16. The method of claim 15, further comprising:

receiving, by the nonvolatile memory device, the codeword from the memory controller;

performing, by the nonvolatile memory device, an error correction decoding on the received codeword; and

restoring, by the nonvolatile memory device, the error correction decoded data to the input data, based on a third matrix multiplication calculation of target data among the error correction decoded data and the first generation matrix.

17. The method of claim 9, wherein the determining of the values of the ECC parity bits is based on a fourth matrix multiplication calculation of a second generation matrix including the first generation matrix and a transpose matrix of a parity check matrix.

18. A storage device, comprising:

a nonvolatile memory device; and

a memory controller configured to

control the nonvolatile memory device,

obtain channel selection information indicating positions of data bits included in input data and positions of shaping parity bits,

generate an alignment vector by aligning the data bits and the shaping parity bits based on the channel selection information,

generate, based on first log likelihood ratio (LLR) information related to the alignment vector, second LLR information for a target vector including the shaping parity bits,

determine values of the shaping parity bits based on the target vector and the second LLR information,

perform an update operation on the shaping parity bits based on the determined values, and

generate a codeword with respect to the input data based on a first matrix multiplication calculation of the target vector and a first generation matrix.

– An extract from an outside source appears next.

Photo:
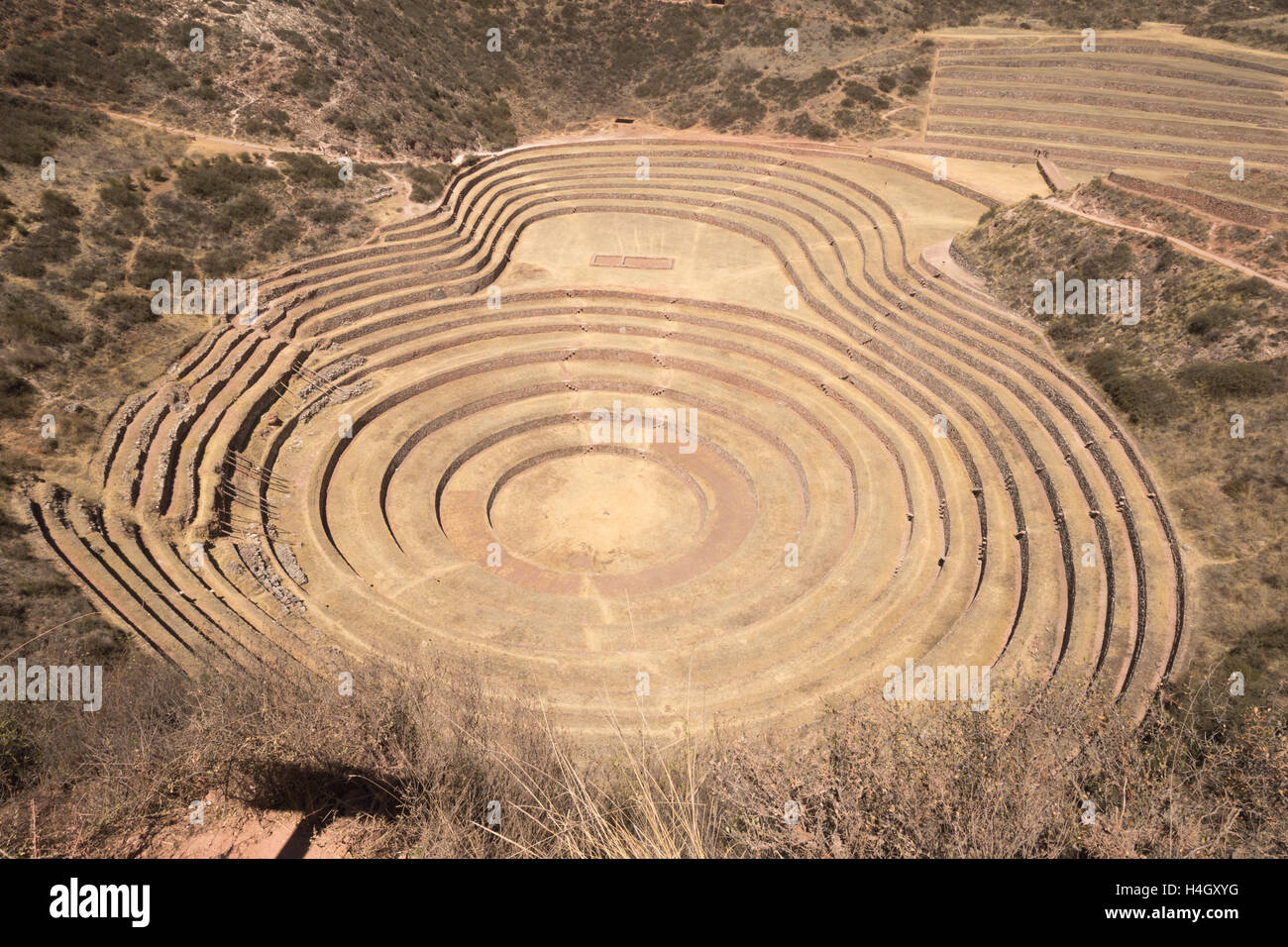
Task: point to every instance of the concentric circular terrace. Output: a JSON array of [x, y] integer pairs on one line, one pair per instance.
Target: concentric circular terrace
[[400, 455]]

19. The storage device of claim 18, wherein the alignment vector includes a plurality of sub-vectors which are sequentially arranged,

wherein the target vector indicates a sub-vector arranged last among the plurality of sub-vectors, and

wherein the memory controller is configured to generate the codeword based on a logical calculation with respect to each of remaining sub-vectors excluding the target vector among the plurality of sub-vectors and a result of the first matrix multiplication calculation.

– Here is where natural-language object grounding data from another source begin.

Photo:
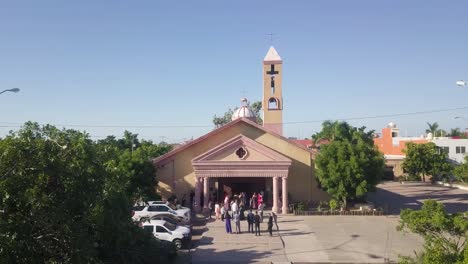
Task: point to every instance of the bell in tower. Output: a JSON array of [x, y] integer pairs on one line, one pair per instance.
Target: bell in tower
[[272, 103]]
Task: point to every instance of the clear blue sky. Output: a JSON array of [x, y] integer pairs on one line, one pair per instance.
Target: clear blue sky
[[134, 63]]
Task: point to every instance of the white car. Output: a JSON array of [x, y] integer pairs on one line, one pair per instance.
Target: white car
[[163, 230], [157, 208]]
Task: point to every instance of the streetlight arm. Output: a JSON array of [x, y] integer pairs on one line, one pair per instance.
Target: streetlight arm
[[13, 90]]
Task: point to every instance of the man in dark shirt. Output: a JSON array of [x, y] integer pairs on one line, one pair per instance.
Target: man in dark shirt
[[250, 220], [257, 223]]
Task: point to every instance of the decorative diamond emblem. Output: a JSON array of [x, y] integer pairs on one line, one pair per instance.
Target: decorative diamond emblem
[[241, 153]]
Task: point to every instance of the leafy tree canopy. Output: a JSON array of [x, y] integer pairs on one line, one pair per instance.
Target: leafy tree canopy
[[226, 118], [67, 199], [350, 165], [461, 171], [426, 159], [435, 130], [445, 236]]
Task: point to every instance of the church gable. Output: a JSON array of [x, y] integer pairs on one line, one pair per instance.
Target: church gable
[[240, 148], [242, 126]]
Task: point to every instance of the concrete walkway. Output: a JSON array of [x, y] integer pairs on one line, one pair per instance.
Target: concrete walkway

20. The storage device of claim 19, wherein the first matrix multiplication calculation and the logical calculation are performed based on a second matrix multiplication calculation with respect to the alignment vector after the update operation and a second generation matrix including the first generation matrix,

wherein the second generation matrix has a size of “n”דn”, where “n” is a number of bits included in the alignment vector,

wherein the second generation matrix includes first to m-th column matrices, where “m” is a number of the sub-vectors, and

wherein the first generation matrix has a size of “k”דk”, where “k” is a number of bits included the plurality of sub-vectors.